7. Conclusions and Suggested Future Work
In this work, the EOM technique, MZM type, coupled with the EPG format, NRZPG type in a high-speed P2P-OL system under a LNF/G-G FSOC-MIMO channel modeling provides better performances compared to the use of a LNF/G-G FSOC-SISO channel modeling, and this was validated for a dust-fog meteorological environment with strong, moderate, and weak AT. However, the simulation results with no application of TAPEA successfully show that the high-speed P2P-OL system under a G-G FSOC-1 × 1 channel modeling with strong AT can tolerate an attenuation up to 55.12 dB/km for a transmission distance of 1 km with the given set of parameters, whereas the high-speed P2P-OL system under a G-G FSOC-9 × 9 channel modeling with strong AT can ensure, at best, approximately 61.45 dB/km for the same transmission distance and the same parameters used.
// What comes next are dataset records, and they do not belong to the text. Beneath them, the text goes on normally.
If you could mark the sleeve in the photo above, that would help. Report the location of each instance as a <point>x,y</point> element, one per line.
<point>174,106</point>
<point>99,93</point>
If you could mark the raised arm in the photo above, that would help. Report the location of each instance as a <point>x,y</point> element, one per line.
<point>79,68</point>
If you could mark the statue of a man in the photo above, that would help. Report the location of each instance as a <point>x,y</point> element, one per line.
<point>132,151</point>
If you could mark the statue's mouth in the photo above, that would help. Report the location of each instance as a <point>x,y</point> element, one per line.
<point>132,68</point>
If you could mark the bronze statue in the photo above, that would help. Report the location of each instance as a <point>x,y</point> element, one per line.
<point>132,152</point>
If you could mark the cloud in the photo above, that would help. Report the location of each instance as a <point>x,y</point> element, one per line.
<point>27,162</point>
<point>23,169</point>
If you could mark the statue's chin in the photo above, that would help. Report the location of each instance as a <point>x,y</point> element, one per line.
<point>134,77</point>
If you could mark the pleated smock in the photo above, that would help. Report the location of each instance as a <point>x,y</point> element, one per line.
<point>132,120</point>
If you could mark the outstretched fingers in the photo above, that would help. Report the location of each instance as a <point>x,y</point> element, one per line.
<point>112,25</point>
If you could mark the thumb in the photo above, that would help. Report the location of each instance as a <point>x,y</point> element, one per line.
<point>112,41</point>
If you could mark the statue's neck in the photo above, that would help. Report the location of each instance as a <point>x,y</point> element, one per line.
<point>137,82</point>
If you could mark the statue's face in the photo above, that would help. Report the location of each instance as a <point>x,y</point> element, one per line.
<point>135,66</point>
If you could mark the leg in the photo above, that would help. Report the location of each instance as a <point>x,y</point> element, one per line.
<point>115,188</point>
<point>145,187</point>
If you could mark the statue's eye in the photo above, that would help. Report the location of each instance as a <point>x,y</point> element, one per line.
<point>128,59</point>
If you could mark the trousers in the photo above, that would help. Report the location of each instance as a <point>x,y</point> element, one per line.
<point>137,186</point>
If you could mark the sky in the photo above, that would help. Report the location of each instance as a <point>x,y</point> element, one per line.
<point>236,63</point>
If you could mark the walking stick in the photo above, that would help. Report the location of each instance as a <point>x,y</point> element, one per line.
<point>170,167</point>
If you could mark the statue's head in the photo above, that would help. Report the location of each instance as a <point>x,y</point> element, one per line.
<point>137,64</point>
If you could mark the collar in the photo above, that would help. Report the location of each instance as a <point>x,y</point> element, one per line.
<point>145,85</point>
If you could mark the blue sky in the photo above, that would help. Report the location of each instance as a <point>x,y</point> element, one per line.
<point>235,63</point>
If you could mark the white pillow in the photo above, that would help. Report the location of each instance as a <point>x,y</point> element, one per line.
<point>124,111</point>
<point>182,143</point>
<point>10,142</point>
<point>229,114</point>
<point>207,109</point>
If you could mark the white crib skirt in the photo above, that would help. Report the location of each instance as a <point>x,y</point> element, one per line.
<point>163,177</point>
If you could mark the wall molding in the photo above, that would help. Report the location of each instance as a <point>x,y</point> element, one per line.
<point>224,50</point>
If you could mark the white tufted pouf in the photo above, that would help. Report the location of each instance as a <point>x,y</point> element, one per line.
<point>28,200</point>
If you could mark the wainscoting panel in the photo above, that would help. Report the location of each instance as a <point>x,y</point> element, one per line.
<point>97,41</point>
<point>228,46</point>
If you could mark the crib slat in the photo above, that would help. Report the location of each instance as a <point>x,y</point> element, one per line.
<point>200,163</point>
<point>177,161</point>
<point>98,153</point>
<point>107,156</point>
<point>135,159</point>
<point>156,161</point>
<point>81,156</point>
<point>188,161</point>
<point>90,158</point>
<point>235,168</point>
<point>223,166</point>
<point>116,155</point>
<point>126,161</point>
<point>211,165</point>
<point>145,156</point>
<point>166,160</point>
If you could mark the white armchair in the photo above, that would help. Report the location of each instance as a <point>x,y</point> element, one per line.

In addition, the high-speed P2P-OL system can also tolerate an attenuation of up to 56.9 dB/km when it is exploited under a LNF FSOC-1 × 1 channel with strong AT for a transmission distance of 1 km with the given set of parameters. Furthermore, over the same LNF channel with strong AT under the variation of the beam forming gain number equal to 81, the high-speed P2P-OL system can ensure the best performance at an attenuation value of up to 62.60 dB/km for the same transmission distance and the same parameters used. On the other hand, when the TAPEA is equal to 5 μrad, the high-speed P2P-OL system can ensure the best performances with tolerate an attenuation up to 59.66 dB/km and 58.55 dB/km, respectively, under LNF FSOC-9 × 9 channel modeling with strong AT and a G-G FSOC-9 × 9 channel modeling with strong AT. Finally, for the high-speed WDM-P2P-OL system under a FSOC-9 × 9 channel, the conducted results show that the estimated OTC for 16 users with acceptable performance levels are, respectively, under LNF FSOC-9 × 9 channel modeling with strong AT is equal to 150.53 Gbps and under a G-G FSOC-9 × 9 channel modeling with strong AT is equal to 150.72 Gbps. For future work, the energy consumption management for the OTx and ORx antennas of the FSOC-MIMO channel is a hot subject.
Data Availability
The data used in this work are available in this article.
Conflicts of Interest
The authors declare that there are no conflicts of interest.